Overblog
Suivre ce blog Administration + Créer mon blog

Quelle heure est-il Madame Persil ? DEJA TROP TARD MADAME PLACARD !

par Marie-José SIBILLE

publié dans Le quotidien - c'est pas banal ...

Quelle est cette heure que nous avons gagnée le week-end dernier avant de la reperdre au Printemps prochain ?

Les enfants la détestent, car ils n’y comprennent rien.

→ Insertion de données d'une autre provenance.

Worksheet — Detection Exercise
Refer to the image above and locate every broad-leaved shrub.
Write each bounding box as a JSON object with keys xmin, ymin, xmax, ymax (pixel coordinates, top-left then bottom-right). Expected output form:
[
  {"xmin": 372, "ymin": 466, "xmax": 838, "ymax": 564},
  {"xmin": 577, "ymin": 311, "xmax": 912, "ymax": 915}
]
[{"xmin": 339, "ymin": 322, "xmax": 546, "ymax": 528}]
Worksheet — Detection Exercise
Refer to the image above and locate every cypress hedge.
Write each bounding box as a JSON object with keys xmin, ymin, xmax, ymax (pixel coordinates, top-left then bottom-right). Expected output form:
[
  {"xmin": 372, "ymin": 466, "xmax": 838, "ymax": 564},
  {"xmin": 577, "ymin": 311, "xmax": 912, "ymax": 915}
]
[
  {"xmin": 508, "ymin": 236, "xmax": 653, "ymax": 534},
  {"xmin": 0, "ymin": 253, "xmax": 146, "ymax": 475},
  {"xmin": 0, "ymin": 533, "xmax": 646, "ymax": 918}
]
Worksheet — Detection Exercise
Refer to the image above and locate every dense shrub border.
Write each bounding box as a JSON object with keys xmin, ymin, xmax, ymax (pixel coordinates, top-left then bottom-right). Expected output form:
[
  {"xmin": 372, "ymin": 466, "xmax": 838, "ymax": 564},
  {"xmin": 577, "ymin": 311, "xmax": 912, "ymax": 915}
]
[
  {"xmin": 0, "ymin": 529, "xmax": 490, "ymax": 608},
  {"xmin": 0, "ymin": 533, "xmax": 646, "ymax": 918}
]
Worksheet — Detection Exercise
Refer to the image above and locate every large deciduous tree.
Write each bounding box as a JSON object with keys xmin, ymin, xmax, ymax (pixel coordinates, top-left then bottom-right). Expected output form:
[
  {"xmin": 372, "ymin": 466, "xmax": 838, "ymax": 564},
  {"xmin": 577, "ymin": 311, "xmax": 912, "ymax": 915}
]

Les jeunes s’en foutent par définition, et la détestent par définition : elle est le produit abstrait d’un monde qui vampirise leur image et leur énergie mais ne leur donne aucune place.

Les adultes la détestent car ils doivent faire semblant de la comprendre, voire de la justifier pour de sacro-saintes raisons économiques, alors qu’ils n’y comprennent rien.

Les nourrissons la détestent sans le savoir, et les vieillards sans y pouvoir quoi que ce soit, car elle dérègle les besoins fondamentaux, le sommeil, le manger, et le système immunitaire.

Ainsi va le temps bizarre de la montre, capable de rajouter une vingt-cinquième heure, ou d’en escamoter une autre, sans changer quoi que ce soit à notre temps de vie.

Peut-être alors une occasion de s’interroger sur le temps qui passe ?

Etre vieux : se noyer dans le passé, et ne plus pouvoir s’imaginer de futur autre que la mort.

Etre jeune : fuir à tous prix le passé, et s’imaginer sans cesse un avenir glorieux.

Etre vivant : se souvenir de l’instant présent, imaginer le temps qui passe ; se souvenir pour s’incarner et partager, imaginer pour donner du sens et de la densité.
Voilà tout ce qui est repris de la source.